Fast data works wonders in doctor’s offices, as well. Instead of sending a CAT scan to 3,000 doctors and having them each analyze the cells, a single CAT scan can be submitted to a neural network that has learned how to identify malignant cells by analyzing years’ worth of malignant and non-malignant cells.
“Those detection rates are going to go way up,” Caward says. “Once it's put into the computer and you have the fast data, it can run on auto-pilot.”
Because Micron is advancing products that increase the speed at which data can be processed, it can help to expand these types of applications.
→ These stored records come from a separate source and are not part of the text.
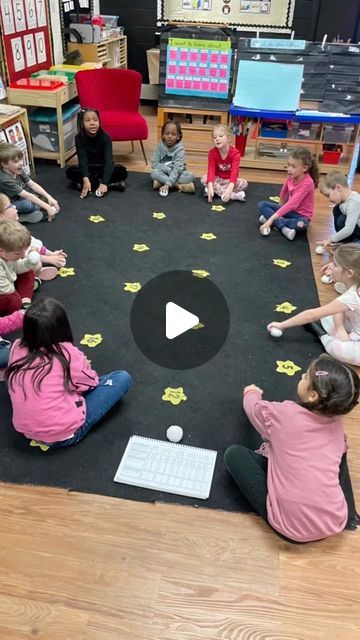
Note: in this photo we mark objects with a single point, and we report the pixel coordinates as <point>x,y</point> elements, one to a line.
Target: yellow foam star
<point>91,340</point>
<point>133,287</point>
<point>285,307</point>
<point>41,445</point>
<point>174,395</point>
<point>281,263</point>
<point>64,272</point>
<point>199,325</point>
<point>141,247</point>
<point>208,236</point>
<point>96,219</point>
<point>287,366</point>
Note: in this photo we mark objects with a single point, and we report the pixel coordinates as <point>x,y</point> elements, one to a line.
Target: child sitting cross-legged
<point>17,276</point>
<point>21,189</point>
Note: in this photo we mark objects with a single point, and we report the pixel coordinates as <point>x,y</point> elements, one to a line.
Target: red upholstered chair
<point>116,95</point>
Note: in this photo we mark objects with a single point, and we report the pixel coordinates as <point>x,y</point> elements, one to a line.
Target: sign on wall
<point>26,40</point>
<point>252,15</point>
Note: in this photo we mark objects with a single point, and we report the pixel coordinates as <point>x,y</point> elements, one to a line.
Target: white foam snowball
<point>174,433</point>
<point>33,257</point>
<point>275,332</point>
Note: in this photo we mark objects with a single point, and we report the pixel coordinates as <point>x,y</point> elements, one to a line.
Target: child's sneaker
<point>288,233</point>
<point>340,287</point>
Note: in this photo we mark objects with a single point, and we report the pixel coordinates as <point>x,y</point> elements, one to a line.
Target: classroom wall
<point>312,19</point>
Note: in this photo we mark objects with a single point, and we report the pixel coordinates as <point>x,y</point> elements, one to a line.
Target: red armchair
<point>115,93</point>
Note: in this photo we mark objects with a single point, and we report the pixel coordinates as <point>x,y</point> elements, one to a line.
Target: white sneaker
<point>339,287</point>
<point>325,279</point>
<point>288,233</point>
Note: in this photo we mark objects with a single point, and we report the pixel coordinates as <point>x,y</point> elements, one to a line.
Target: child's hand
<point>86,188</point>
<point>252,387</point>
<point>102,188</point>
<point>54,203</point>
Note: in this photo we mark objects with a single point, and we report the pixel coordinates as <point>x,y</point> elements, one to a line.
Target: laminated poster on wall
<point>268,86</point>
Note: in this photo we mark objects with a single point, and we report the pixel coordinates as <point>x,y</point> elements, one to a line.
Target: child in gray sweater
<point>168,162</point>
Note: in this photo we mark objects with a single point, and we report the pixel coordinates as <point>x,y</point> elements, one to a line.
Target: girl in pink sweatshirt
<point>56,396</point>
<point>297,197</point>
<point>299,481</point>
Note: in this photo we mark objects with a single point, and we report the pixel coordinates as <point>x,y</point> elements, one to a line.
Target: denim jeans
<point>290,219</point>
<point>111,388</point>
<point>339,223</point>
<point>4,352</point>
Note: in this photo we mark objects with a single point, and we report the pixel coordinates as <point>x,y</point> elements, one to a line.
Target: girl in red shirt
<point>223,168</point>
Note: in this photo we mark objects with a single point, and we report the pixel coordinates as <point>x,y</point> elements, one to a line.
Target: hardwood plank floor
<point>86,567</point>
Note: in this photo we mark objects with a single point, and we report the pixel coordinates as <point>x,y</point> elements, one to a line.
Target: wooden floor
<point>83,567</point>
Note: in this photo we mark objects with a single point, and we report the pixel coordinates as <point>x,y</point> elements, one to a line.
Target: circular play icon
<point>179,321</point>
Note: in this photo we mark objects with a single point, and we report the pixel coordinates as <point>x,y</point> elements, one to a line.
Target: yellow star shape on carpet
<point>208,236</point>
<point>141,247</point>
<point>174,395</point>
<point>281,263</point>
<point>287,366</point>
<point>133,287</point>
<point>200,273</point>
<point>64,272</point>
<point>285,307</point>
<point>92,340</point>
<point>96,219</point>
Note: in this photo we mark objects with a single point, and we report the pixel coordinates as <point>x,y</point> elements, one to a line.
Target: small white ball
<point>265,232</point>
<point>33,257</point>
<point>275,332</point>
<point>174,433</point>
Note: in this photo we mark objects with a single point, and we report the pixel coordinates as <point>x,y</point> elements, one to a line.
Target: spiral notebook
<point>166,466</point>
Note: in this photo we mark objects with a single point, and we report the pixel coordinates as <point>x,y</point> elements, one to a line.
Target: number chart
<point>25,29</point>
<point>198,68</point>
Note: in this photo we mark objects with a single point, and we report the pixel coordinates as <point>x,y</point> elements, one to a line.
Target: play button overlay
<point>179,321</point>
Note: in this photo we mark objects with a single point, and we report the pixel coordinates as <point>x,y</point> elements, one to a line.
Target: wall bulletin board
<point>26,37</point>
<point>250,15</point>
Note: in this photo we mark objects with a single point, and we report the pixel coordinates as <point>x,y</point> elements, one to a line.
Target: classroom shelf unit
<point>333,138</point>
<point>112,52</point>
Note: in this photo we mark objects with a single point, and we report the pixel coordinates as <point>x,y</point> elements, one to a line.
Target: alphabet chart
<point>25,28</point>
<point>198,67</point>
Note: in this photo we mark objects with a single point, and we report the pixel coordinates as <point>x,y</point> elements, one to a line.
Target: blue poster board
<point>268,85</point>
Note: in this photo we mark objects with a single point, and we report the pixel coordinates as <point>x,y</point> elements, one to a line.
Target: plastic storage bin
<point>337,133</point>
<point>43,128</point>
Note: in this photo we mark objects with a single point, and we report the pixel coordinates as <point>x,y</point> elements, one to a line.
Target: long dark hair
<point>336,384</point>
<point>80,120</point>
<point>46,326</point>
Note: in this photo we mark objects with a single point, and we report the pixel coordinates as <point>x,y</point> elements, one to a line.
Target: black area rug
<point>240,263</point>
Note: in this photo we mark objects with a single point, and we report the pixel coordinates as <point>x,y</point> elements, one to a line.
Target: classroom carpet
<point>260,277</point>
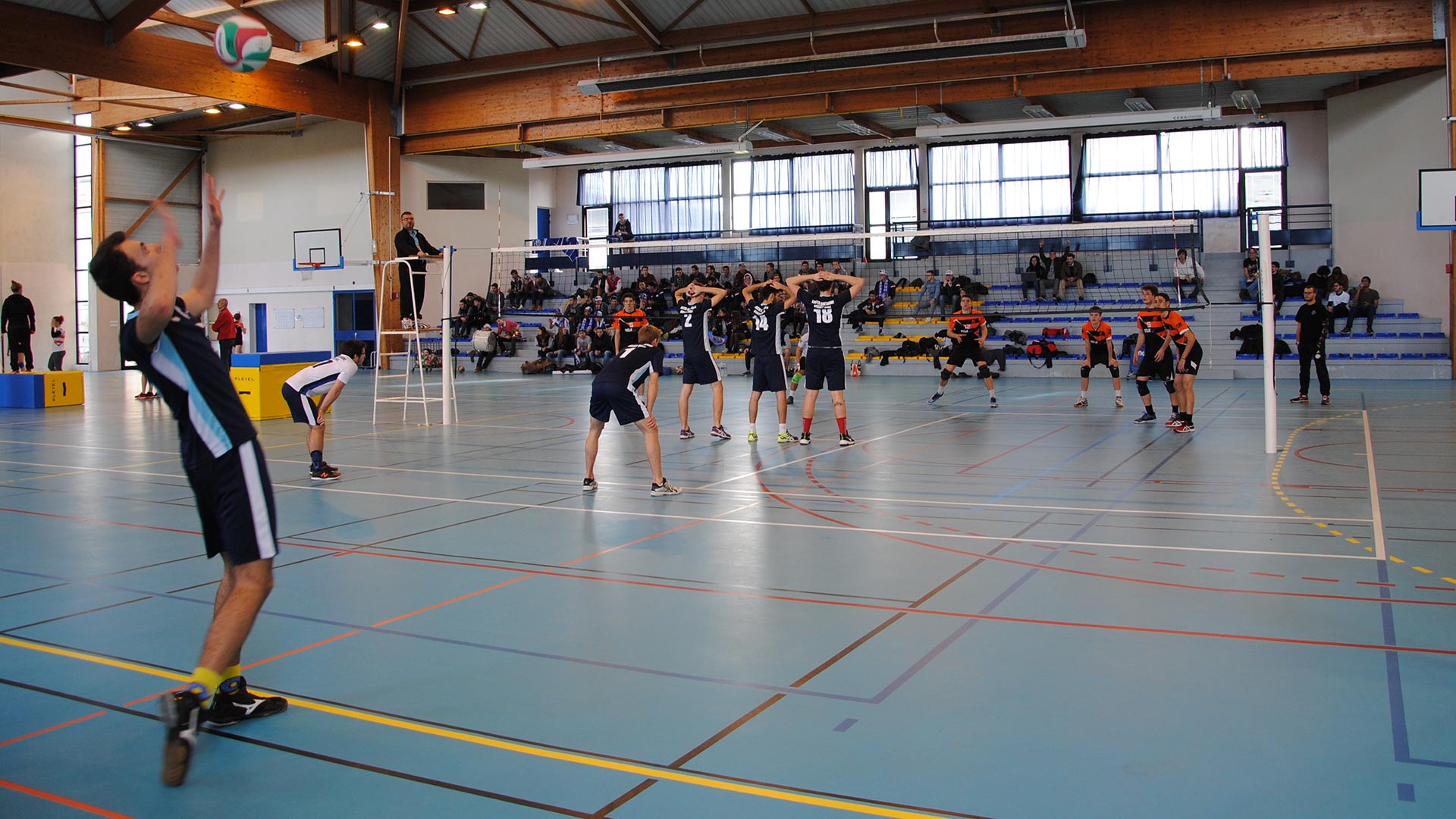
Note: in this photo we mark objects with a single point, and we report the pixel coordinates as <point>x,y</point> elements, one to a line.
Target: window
<point>663,200</point>
<point>1180,171</point>
<point>813,193</point>
<point>455,196</point>
<point>1001,181</point>
<point>80,331</point>
<point>893,194</point>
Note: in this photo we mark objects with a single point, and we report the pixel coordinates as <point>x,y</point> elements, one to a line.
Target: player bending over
<point>612,394</point>
<point>1098,335</point>
<point>967,333</point>
<point>327,378</point>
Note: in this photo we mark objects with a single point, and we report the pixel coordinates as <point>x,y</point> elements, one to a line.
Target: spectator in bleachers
<point>1072,273</point>
<point>929,293</point>
<point>1363,302</point>
<point>1188,271</point>
<point>1034,278</point>
<point>507,335</point>
<point>1337,303</point>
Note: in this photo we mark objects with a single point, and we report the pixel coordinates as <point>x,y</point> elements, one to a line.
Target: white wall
<point>38,215</point>
<point>506,222</point>
<point>1378,140</point>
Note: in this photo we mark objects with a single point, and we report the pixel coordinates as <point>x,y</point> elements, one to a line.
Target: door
<point>259,328</point>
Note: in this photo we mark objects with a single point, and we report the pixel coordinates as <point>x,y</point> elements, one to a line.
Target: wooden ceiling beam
<point>130,18</point>
<point>886,99</point>
<point>172,64</point>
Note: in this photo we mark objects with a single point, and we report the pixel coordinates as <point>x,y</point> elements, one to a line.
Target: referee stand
<point>413,356</point>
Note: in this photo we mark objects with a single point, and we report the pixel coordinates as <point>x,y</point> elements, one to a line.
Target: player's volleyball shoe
<point>242,704</point>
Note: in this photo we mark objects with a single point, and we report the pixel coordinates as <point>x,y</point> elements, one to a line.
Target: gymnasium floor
<point>1025,613</point>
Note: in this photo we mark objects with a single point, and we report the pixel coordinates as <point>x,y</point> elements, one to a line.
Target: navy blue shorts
<point>767,373</point>
<point>609,398</point>
<point>824,368</point>
<point>699,368</point>
<point>235,502</point>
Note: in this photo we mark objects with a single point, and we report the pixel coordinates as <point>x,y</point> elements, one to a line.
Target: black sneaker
<point>181,713</point>
<point>242,704</point>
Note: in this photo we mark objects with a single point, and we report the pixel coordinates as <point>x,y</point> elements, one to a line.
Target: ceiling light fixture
<point>647,155</point>
<point>877,57</point>
<point>1074,123</point>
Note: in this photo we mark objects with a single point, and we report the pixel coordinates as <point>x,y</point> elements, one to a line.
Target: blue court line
<point>465,643</point>
<point>1021,580</point>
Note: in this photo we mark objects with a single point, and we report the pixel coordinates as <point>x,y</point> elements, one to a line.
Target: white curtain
<point>1021,180</point>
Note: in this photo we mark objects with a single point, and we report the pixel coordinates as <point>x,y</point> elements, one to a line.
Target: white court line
<point>817,453</point>
<point>783,525</point>
<point>1375,490</point>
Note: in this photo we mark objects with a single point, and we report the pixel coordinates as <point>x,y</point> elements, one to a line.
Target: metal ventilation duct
<point>878,57</point>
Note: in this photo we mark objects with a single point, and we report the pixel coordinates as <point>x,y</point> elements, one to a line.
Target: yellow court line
<point>576,758</point>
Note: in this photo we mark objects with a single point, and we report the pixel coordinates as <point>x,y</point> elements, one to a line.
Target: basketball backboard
<point>318,249</point>
<point>1436,207</point>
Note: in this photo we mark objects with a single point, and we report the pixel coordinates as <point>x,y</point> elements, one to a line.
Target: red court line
<point>58,799</point>
<point>1011,450</point>
<point>50,729</point>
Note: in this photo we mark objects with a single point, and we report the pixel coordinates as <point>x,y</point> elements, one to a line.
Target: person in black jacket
<point>411,242</point>
<point>18,321</point>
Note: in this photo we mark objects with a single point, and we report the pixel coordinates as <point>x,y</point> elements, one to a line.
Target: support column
<point>382,155</point>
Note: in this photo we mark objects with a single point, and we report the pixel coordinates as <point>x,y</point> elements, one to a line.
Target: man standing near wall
<point>18,321</point>
<point>411,242</point>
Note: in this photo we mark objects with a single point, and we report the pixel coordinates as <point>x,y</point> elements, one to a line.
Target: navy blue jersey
<point>631,365</point>
<point>695,325</point>
<point>824,314</point>
<point>194,384</point>
<point>767,328</point>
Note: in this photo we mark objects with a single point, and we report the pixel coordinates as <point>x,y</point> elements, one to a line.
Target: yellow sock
<point>207,679</point>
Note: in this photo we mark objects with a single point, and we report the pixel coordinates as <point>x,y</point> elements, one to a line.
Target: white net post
<point>1267,316</point>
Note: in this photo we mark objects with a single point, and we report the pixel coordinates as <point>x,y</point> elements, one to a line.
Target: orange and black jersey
<point>1175,327</point>
<point>1097,335</point>
<point>1150,322</point>
<point>967,325</point>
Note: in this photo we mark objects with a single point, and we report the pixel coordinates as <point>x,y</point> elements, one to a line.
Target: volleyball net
<point>1114,260</point>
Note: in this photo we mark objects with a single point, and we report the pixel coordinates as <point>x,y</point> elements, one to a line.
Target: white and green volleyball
<point>242,44</point>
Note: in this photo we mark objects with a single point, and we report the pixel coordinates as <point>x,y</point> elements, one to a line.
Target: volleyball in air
<point>242,44</point>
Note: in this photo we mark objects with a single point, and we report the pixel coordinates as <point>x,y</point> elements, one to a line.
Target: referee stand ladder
<point>411,359</point>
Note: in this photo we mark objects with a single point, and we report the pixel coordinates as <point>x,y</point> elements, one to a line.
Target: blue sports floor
<point>1033,613</point>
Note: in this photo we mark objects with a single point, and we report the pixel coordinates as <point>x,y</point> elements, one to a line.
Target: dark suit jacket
<point>405,246</point>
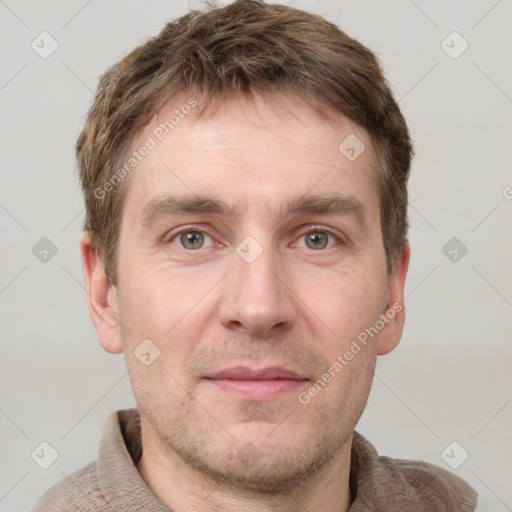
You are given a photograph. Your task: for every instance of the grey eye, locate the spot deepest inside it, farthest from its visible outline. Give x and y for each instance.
(317, 239)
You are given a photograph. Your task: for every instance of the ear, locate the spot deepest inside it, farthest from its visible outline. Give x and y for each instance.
(101, 297)
(395, 309)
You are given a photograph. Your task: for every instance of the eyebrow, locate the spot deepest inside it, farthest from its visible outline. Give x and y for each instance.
(332, 204)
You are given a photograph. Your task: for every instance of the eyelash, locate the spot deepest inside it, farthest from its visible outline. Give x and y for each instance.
(196, 229)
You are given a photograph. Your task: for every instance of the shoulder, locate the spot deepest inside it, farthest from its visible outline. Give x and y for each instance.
(407, 484)
(79, 491)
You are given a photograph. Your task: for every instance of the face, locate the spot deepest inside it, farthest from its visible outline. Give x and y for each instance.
(250, 261)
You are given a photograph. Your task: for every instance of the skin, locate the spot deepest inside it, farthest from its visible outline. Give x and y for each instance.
(206, 309)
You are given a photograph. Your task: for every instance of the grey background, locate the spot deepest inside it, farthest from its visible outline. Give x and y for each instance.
(450, 378)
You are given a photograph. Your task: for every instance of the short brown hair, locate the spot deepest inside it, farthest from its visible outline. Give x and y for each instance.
(247, 46)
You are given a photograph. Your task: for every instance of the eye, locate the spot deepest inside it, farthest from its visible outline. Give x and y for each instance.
(318, 239)
(190, 239)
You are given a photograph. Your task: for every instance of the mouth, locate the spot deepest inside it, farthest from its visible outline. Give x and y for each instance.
(259, 385)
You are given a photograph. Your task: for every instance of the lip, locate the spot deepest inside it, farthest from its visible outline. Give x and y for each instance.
(257, 384)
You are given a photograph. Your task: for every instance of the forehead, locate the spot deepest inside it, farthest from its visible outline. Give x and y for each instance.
(274, 148)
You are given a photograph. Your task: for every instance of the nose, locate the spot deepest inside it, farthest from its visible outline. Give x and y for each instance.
(257, 296)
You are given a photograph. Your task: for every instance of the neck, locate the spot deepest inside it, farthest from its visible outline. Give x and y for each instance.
(181, 487)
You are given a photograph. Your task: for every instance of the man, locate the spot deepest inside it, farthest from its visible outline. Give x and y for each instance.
(245, 180)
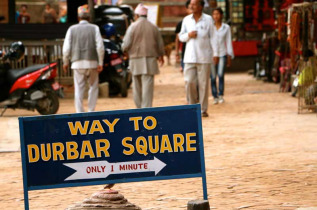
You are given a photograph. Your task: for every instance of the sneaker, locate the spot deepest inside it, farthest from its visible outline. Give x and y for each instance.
(204, 114)
(221, 100)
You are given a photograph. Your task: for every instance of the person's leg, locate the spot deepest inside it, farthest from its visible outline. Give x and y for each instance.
(213, 77)
(79, 86)
(221, 74)
(137, 90)
(93, 80)
(203, 73)
(147, 90)
(190, 76)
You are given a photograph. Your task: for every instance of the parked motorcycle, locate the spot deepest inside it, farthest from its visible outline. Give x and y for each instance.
(30, 88)
(116, 64)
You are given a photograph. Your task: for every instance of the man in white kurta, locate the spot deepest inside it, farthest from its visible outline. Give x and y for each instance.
(144, 44)
(197, 31)
(83, 45)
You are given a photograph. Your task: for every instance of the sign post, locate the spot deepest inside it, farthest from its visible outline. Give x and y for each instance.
(112, 147)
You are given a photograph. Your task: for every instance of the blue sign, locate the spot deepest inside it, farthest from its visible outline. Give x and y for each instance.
(112, 147)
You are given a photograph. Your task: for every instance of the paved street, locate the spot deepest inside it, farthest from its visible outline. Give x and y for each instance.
(260, 154)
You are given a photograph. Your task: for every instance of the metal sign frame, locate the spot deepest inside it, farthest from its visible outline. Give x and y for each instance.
(27, 188)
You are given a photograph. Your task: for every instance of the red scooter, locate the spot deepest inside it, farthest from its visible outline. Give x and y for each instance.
(29, 88)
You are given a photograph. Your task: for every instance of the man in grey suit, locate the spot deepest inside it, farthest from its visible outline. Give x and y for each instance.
(145, 46)
(83, 45)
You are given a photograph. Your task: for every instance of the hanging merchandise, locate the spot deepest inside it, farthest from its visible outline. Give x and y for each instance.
(281, 24)
(305, 32)
(294, 38)
(259, 15)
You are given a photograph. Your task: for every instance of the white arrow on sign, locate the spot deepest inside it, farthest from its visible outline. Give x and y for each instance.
(102, 169)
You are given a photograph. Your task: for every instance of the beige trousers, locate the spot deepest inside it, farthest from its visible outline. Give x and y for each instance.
(143, 87)
(81, 76)
(196, 74)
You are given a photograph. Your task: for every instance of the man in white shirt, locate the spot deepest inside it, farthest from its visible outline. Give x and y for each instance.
(197, 31)
(83, 45)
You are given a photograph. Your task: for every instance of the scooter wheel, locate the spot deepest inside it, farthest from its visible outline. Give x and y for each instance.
(49, 104)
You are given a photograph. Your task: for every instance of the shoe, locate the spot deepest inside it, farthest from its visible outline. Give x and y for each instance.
(204, 114)
(221, 100)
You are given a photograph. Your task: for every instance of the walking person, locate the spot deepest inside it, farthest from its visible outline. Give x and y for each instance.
(197, 32)
(83, 45)
(145, 46)
(178, 44)
(222, 38)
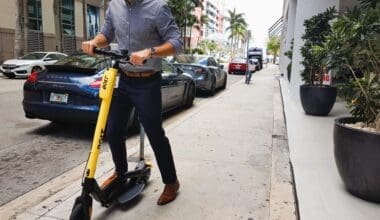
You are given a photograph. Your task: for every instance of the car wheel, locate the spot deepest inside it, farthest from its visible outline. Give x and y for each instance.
(190, 96)
(36, 69)
(212, 88)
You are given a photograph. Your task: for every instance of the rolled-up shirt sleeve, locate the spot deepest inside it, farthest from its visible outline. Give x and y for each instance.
(168, 29)
(108, 29)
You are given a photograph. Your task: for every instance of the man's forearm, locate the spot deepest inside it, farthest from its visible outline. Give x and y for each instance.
(166, 49)
(100, 41)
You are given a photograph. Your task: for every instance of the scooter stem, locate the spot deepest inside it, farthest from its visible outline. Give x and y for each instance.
(142, 138)
(105, 94)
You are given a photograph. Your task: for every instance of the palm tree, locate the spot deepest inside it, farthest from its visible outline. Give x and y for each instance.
(182, 11)
(237, 28)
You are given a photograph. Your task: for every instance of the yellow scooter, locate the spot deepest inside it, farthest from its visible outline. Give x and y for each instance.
(133, 182)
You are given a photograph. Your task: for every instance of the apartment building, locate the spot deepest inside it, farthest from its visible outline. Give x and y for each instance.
(40, 21)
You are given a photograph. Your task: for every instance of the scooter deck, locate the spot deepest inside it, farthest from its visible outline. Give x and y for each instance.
(132, 192)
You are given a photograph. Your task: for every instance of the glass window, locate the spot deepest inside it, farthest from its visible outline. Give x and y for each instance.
(67, 17)
(83, 61)
(93, 21)
(35, 15)
(33, 56)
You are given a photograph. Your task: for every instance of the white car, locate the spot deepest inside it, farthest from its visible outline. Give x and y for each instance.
(24, 66)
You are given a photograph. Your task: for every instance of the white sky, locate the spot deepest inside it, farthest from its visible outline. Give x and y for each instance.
(259, 14)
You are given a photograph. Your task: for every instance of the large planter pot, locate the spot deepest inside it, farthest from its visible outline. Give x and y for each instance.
(317, 100)
(357, 156)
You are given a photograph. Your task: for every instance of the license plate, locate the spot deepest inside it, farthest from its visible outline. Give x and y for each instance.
(57, 97)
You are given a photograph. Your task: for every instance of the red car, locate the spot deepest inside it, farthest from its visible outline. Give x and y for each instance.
(237, 66)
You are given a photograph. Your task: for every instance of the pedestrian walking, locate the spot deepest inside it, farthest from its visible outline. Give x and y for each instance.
(146, 28)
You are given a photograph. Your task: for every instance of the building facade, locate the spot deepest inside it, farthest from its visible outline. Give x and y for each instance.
(294, 14)
(41, 20)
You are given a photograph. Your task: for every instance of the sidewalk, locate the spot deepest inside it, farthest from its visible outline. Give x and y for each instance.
(232, 161)
(320, 191)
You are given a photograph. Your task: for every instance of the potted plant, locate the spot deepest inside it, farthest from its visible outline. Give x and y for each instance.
(316, 98)
(354, 50)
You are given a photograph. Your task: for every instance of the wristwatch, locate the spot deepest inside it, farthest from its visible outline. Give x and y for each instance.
(152, 52)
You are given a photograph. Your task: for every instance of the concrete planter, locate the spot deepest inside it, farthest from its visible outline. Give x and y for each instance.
(357, 156)
(317, 100)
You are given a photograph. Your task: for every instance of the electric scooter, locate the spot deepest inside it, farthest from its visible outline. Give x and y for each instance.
(133, 182)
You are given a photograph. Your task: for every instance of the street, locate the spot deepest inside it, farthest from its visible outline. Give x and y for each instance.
(34, 151)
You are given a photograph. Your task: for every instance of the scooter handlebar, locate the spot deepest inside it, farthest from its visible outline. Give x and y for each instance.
(123, 54)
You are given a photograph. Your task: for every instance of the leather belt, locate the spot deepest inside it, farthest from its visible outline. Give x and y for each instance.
(139, 74)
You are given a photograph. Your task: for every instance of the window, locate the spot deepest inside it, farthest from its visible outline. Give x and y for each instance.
(35, 15)
(92, 21)
(67, 17)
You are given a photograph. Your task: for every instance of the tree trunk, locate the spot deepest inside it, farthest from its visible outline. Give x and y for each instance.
(18, 47)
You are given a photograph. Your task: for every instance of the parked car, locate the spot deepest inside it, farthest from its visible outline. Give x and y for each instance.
(256, 64)
(208, 74)
(32, 62)
(68, 91)
(237, 66)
Processors are getting faster and will continue to compute more and more information. But if a 26-core processor is only fed enough data to keep one core occupied, the other cores have nothing to do. Big data and fast data have much to offer, but only if they’re used to their fullest potential.
“You’ve got this piece, this silicon chip that processes logic, and it keeps things moving,” Caward says. “But it's moving at such a rate that you’ve got to keep the data transferring to it as quickly as possible. Otherwise, you're wasting its potential.”
By using Micron DRAM and SSDs to move this data to the CPU quickly, this potential won’t go wasted. Systems can sort through the mountains of big data to reveal the flakes of gold data hidden inside, making way for new conclusions and insights.